Immunofluorescence images of ectocervical tissue sections, and their corresponding digitalized images stained for desmoglein-1 in green (A) and claudin-1 in red (B). All nuclei are stained with DAPI (blue). The immunofluorescence images are selected to represent those study subjects that displayed median values from the corresponding desmoglein-1 and claudin-1 MFI analysis in their respective study group. Images representing the control groups are shown in the upper row and DMPA in the lower row. The apical border (towards the vaginal lumen) is depicted in yellow and the basal line in red. In the digitalized images, the full epithelial area is shown in white and the desmoglein-1⁺ or the claudin-1⁺ staining in black. Box plots showing the relative height (%) for the three individual layers based on the desmoglein-1 staining (C), the MFI of the desmoglein-1⁺ layer including the MFI/ μm² (D) as well as the relative height (%) based on claudin-1 staining (E) and the MFI of the claudin-1⁺ layer including the MFI/μm² (F). Control group (n = 56); turquoise, DMPA group (n = 27); pink. One individual from each study group was excluded due to technical issues. Box plots indicate medians and IQR and whiskers show full range. *p<0.05, ** p< 0.01, *** p <0.001, by Mann-Whitney U comparison, p-values FDR-adjusted by Benjamini-Hochberg test. MFI: mean fluorescence intensity. IQR: interquartile range. FDR: False Discovery Rate.

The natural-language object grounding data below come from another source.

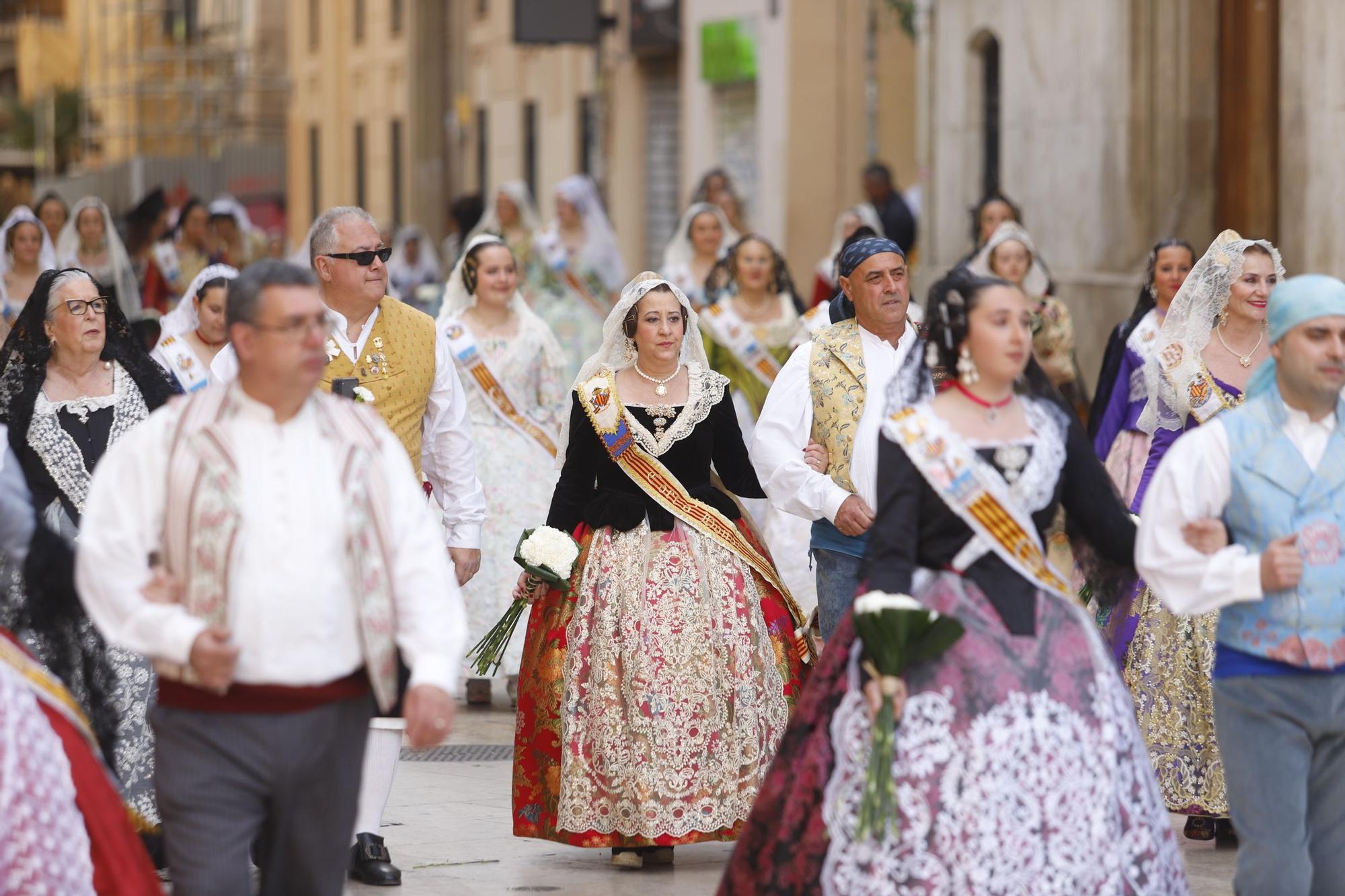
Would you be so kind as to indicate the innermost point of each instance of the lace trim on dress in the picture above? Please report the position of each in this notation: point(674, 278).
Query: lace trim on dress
point(965, 795)
point(704, 391)
point(1035, 485)
point(59, 450)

Fig 7. Proteins with altered profiles in CVL as compared between the DMPA vs. control groups.

Based on analysis of protein levels in CVL from DMPA users (n = 32) and controls (n = 55), three proteins (GPX3, ITIH2 and SERPINB1) were identified as significantly different between these groups. Boxes indicate medians and IQR and whiskers and violin show full range. * p< 0.05, ** p < 0.01, by Mann-Whitney U test, not adjusted for potential confounders. CVL: cervicovaginal lavage. AU: arbitrary units. IQR: Interquartile range.